By Luis Sepulveda
L'Année des Océans nous rappelle que des personnes se dévouent corps et âme pour l'avenir de notre planète. Mais d'autres devraient en faire autant afin que certaines mers, comme la Méditerranée par exemple, puissent revivre après avoir fait l'objet de tous les abus et de toutes les pollutions.
Nord de la Sardaigne : Nous approchons de la fin d'une année placée sous le signe des océans. J'imagine qu'on aurait pu tout aussi bien l'appeler Année des Forêts. Et les forêts auraient continué à brûler et à disparaître dans la plus totale indifférence des gouvernements qui signent les traités censés les protéger. Ou alors Année de l'Atmosphère. Mais les pays industrialisés auraient-ils pour autant renoncé à balancer leurs gaz à effet de serre autour du globe ?
Situation absurde et douloureuse, émanation de l'aveuglement d'un monde matérialiste. Le pessimisme serait de rigueur s'il n'y avait toutes ces organisations et ces individus qui ne comptent ni leurs efforts ni leur temps pour voler au secours de l'environnement et décider collectivement de ce qui peut être fait pour notre planète.
Un jour, je me trouvais au bord de la mer avec des amis. C'était quelque part au nord de la Sardaigne; le soleil rougeoyait sur l'horizon, annonçant le crépuscule. Soudain, une mélopée saisissante, ressemblant à nulle autre, s'éleva des flots : le chant des baleines.

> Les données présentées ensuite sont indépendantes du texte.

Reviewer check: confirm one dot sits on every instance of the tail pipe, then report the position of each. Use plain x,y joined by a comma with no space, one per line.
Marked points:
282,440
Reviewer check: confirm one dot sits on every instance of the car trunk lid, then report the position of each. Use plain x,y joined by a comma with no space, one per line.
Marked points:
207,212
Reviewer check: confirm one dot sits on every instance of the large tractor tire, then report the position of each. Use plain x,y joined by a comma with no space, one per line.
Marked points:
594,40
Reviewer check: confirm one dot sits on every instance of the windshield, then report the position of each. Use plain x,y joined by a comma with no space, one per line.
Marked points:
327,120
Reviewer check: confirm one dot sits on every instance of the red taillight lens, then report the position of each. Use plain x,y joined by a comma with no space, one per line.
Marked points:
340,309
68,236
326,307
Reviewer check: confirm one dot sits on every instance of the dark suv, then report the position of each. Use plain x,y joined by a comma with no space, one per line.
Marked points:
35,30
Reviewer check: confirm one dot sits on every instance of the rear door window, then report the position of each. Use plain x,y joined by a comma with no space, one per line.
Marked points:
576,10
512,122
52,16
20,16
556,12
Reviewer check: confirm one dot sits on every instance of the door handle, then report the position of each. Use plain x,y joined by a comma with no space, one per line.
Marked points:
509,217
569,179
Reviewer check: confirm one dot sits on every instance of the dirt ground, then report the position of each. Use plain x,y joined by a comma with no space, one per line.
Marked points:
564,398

Des baleines, j'en avais vu et entendu près du Groenland, dans le Golfe de Californie, au large de la Péninsule de Valdez, et dans la partie Atlantique du Détroit de Magellan. Mais jamais en Méditerranée.
Ce soir-là, plusieurs d'entre elles émergèrent majestueusement et nous offrirent le spectacle de leur ballet caractéristique : la tête qui s'incline, le dos qui se cambre au-dessus des vagues, la queue qui cingle la houle ou plonge dans les abysses de la mer, telle un immense papillon noir.
La Méditerranée a accueilli ces grands cétacés bien avant même que les trirèmes romaines ne la sillonnent; le Golfe de Gênes s'appelait alors Costa Balenae et la pittoresque petite ville de Portofino, Portus Delphinii. Les baleines nourrissaient l'imagination et l'émerveillement, rappelaient aux humains les limites de leur existence, suscitaient les légendes, comme celle du Léviathan, incitaient le respect pour les êtres vivants de grande envergure.
En regardant ces doux géants se fondre dans la nuit naissante, je me mis à penser à l'écosystème qui les porte et les abrite et ne pus m'empêcher de frémir. Jamais sans doute, dans l'histoire de l'humanité, une mer n'a-t-elle été plus maltraitée que la Méditerranée : dépouillée de ses poissons par toutes les formes imaginables de pêche illégale, au point que de nombreuses espèces sont désormais au bord de l'extinction, polluée à l'envi par des navigateurs de pacotille, souillée par tous ces individus qui la confondent avec Disneyworld.
Visiblement, le nombre des jetskis et des bateaux à moteurs qui déferlent jour après jour à une vitesse criminelle dans les eaux méditerranéennes n'est pas recensé. En revanche, il existe une multitude de rapports signalant les collisions entre ces engins et des dauphins, déchiquetés par les hélices coupantes. Et les témoignages accablants de pêcheurs ayant assisté, impuissants, aux jeux imbéciles auxquels se livrent la horde des débiles friqués lorsque des cétacés passent devant leurs bolides, se comptent par centaines.
L'ingéniosité de l'homme a produit deux choses que je déteste par-dessus tout : la tronçonneuse et le hors-bord. Des millions de lames déchirent la forêt ou brassent les flots de la Méditerranée comme si cette mer était un gigantesque mixeur préparant un quelconque cocktail, non pour les abrutis frimant sur leurs monstres pétaradants, mais pour ses propres habitants.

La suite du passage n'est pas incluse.